[NOTES] CS 6515: Intro to Graduate Algorithms Recap

06 Dec, 2024

Update: Finally got an A in CS-6515.

You'll know soon enough what this class is about. I'll instead tell y'all what it's like to take this class:

It's referred to as the "final-boss" of the MS CS degree at GaTech.
To graduate, you need a minimum grade of B.
A lot of students attempt this class twice (or more) to get a B.
This class often leads to severe burnout and also many students change their specialization to completely avoid this class.
This was the grade distribution in the summer (45.8% class basically either failed or dropped the class):

I have started writing this post on 5th December, 2024; five days before the CS-6515 final exam. Here are some reasons why I shouldn't be taking this exam:

I already have a B in this class so effectively the final is optional.
I start a new job soon after this exam. I could instead spend the time relaxing and doing fun things.
No one will care about my final grade.
Several of my classmates and TAs have advised against taking this exam because I need 85+ in the final exam to get an A. This is an especially hard target because the final exam covers the entire syllabus and hence, is significantly harder.
I'm running on fumes after a year of studying.
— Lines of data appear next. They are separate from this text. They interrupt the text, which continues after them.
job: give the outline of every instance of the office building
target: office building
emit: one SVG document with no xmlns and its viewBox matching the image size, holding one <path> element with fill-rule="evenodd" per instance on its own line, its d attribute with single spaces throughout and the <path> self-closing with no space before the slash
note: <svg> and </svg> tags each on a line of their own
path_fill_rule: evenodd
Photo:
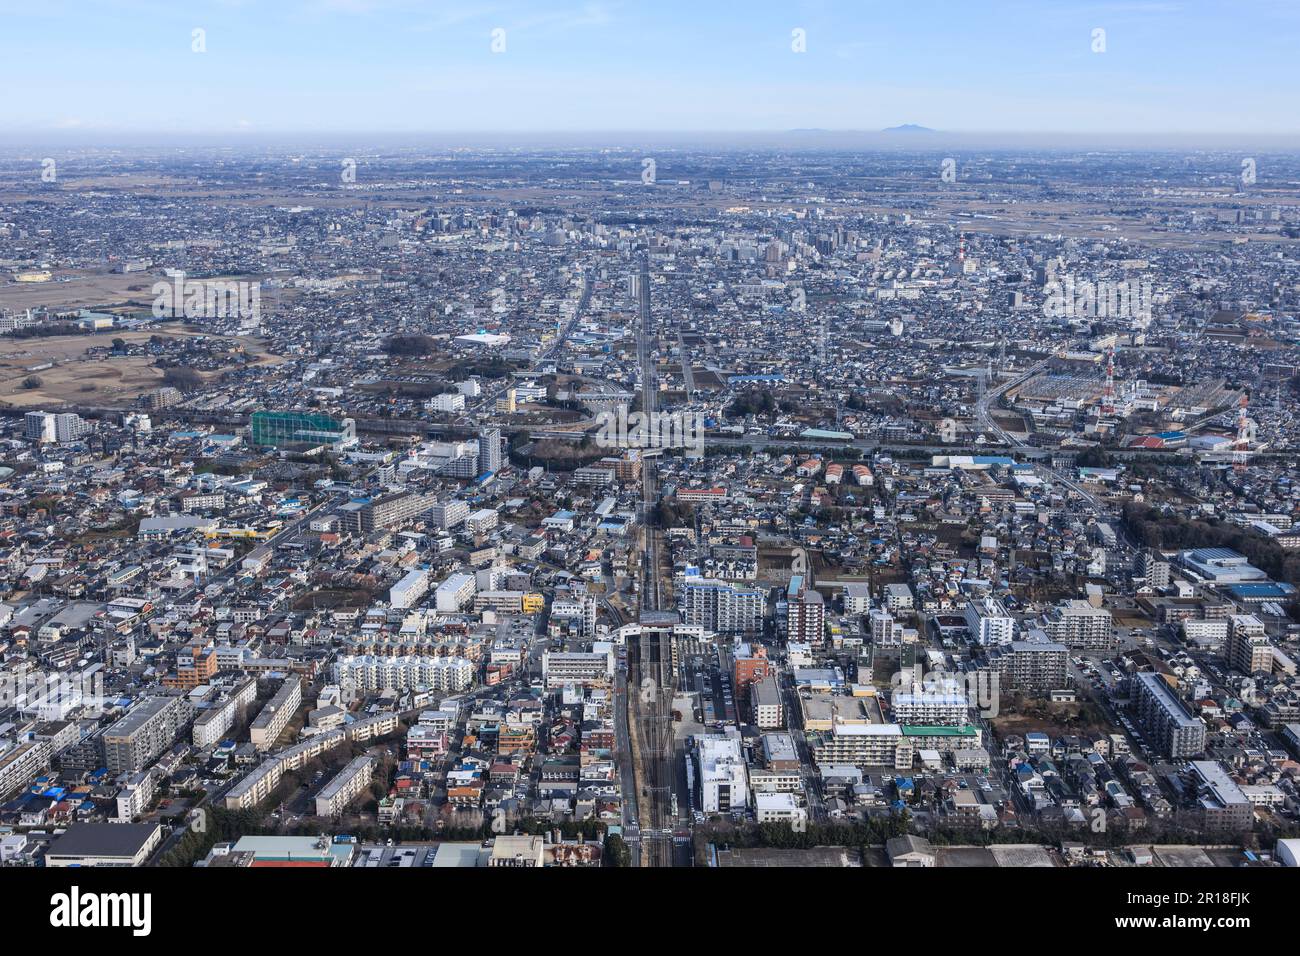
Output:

It's mentally arduous and I don't think I can study even for a minute now.

I'm left with few convincing reasons to take this exam. After an hour of contemplation these are the reasons why I WILL take the exam:

I don't think I can score an 85+ in the finals. Attempting the final is futile. But I feel it is my duty to give my best and it would bring great honour to the legacy of Chatrapati Shivaji Maharaj, if I uphold my duties.
I'm severely burnt out and I cannot continue studying. Or maybe this is a lie. Only one way to find out.

Note: These are meant to be rough/short-hand notes that will help me retain information that I've already studied in extreme depth previously. It's difficult for me to study right now because there isn't enough mental stimulation/challenge to enter a flow-state. Writing notes in LaTex and actively trying to summarize the syllabus slightly increases the challenge and only maximise the flow-state. To the general audience, these will not be very useful.

1. Notations

Big-O notation: $f (n) = O (g (n))$ . Important: $f (n) \leq g (n)$
small-o notation: $f (n) = o (g (n))$ . Important: $f (n) < g (n)$
Big-Omega notation: $f (n) = Ω (g (n))$ . Important: $f (n) \geq g (n)$
small-omega notation: $f (n) = ω (g (n))$ . Important: $f (n) > g (n)$

2. Proofs by Induction

This is not gonna be directly tested but there are standard patterns in which proofs by induction that you can simply use in your exams.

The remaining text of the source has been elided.